Posted on 08 June, 2011 Back to news home

NATO intensifies strikes on Tripoli as Gaddafi remains adamant
 


The city of Tripoli
was on Wednesday rocked with loud explosions as NATO kept up its heaviest bombing of the Libyan capital since air strikes began in March, but Muammar Gaddafi vowed to fight to the end.
 
Attacks continued through Tuesday night into Wednesday morning with warplanes hitting the city several times an hour.
 
Libyan government reacts
 
Gaddafi said planes were overhead and bombs were falling around him as NATO struck on his Bab al-Aziziya compound.
 
"We only have one choice: we will stay in our land dead or alive," he said in a fiery audio address on state television.
 
Government spokesman, Moussa Ibrahim, told reporters that at least 31 people were killed in 60 strikes on Tripoli.
 
"How could the world sleep tonight knowing that armies of such evil are willingly and knowingly attacking a peaceful capital with 60 rockets and killing people ... while there is a way out of this. To sit down, talk and negotiate," Ibrahim said
 
Pressurised to quit
 
A British defence official said several operations carried out by fighter aircraft had targeted Gaddafi's secret police headquarters and a military installation on Tripoli's south western outskirts.
 
US President, Barack Obama said in Washington that there was significant progress in the operation and stressed that it was "just a matter of time before Gaddafi goes".
 
Support for rebels
 
Diplomatic overtures were being made to the rebels by world powers, including Russia and China, despite their misgivings about interference in Libya's affairs.
 
A Russian special envoy for Africa said in the rebel capital of Benghazi
on Tuesday that Gaddafi could no longer represent Libya and that Russia was ready to help in any way possible.
 
In Beijing, the Chinese Foreign Ministry said an Egypt-based Chinese diplomat had visited Benghazi for talks with the rebel-led National Transitional Council.
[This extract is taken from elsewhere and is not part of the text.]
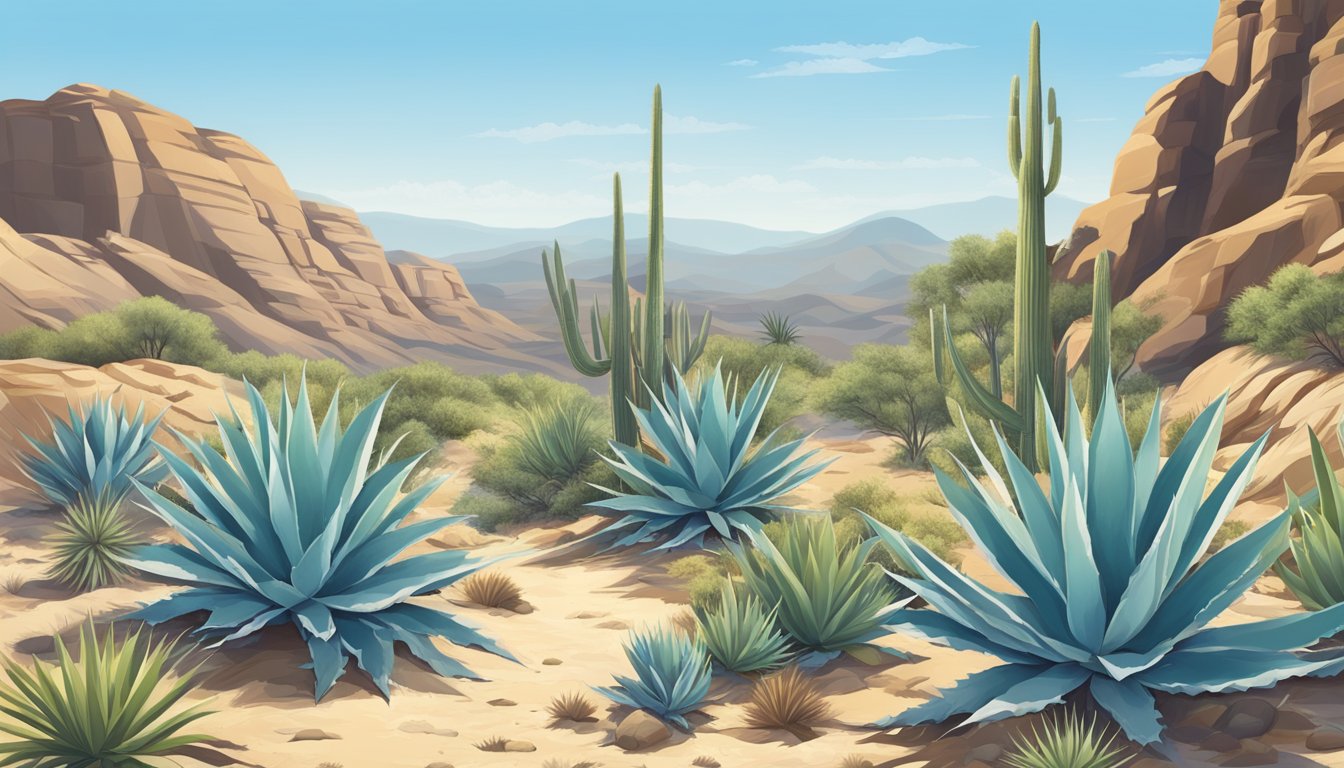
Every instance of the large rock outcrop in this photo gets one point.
(117, 198)
(1234, 171)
The Libya contact group of Western and Arab countries agreed in May to provide millions of dollars in non-military aid to help the rebels keep services and the economy running.
 
They meet on Thursday in the United Arab Emirates to discuss rebel plans and financing for them.
 
Rebels broke siege
 
Rebels control the east of Libya, the western city of Misrata and the range of mountains near the border with Tunisia.
 
The rebels have been unable to advance into the capital against Gaddafi's better-equipped fighters.
 
Gaddafi's forces pulled back to high ground in the Western Mountains outside Yafran, 130 km (80 miles) southwest of Tripoli.
 
However, on Monday, the rebels broke a long government siege of the town.
 
A rebel commander in Zintan, in the same region, said Gaddafi's forces were massing on Tuesday in their biggest numbers in the area since the start of the conflict.
 
Gaddafi’s son reacts
 
Al-Saedi Gaddafi, one of Gaddafi's sons, in a state television broadcast said that the fighting in Libya was an attempt by Islamists to seize power.
 
"(Muslim) Brotherhood members, Jihadists and Takfiris (other Islamist fundamentalists) should not dream to return to Libya to take charge of it," he said.
 
"This is a battle of principles. The leader (Muammar Gaddafi) and the Libyan people have nothing to do with it," he stressed.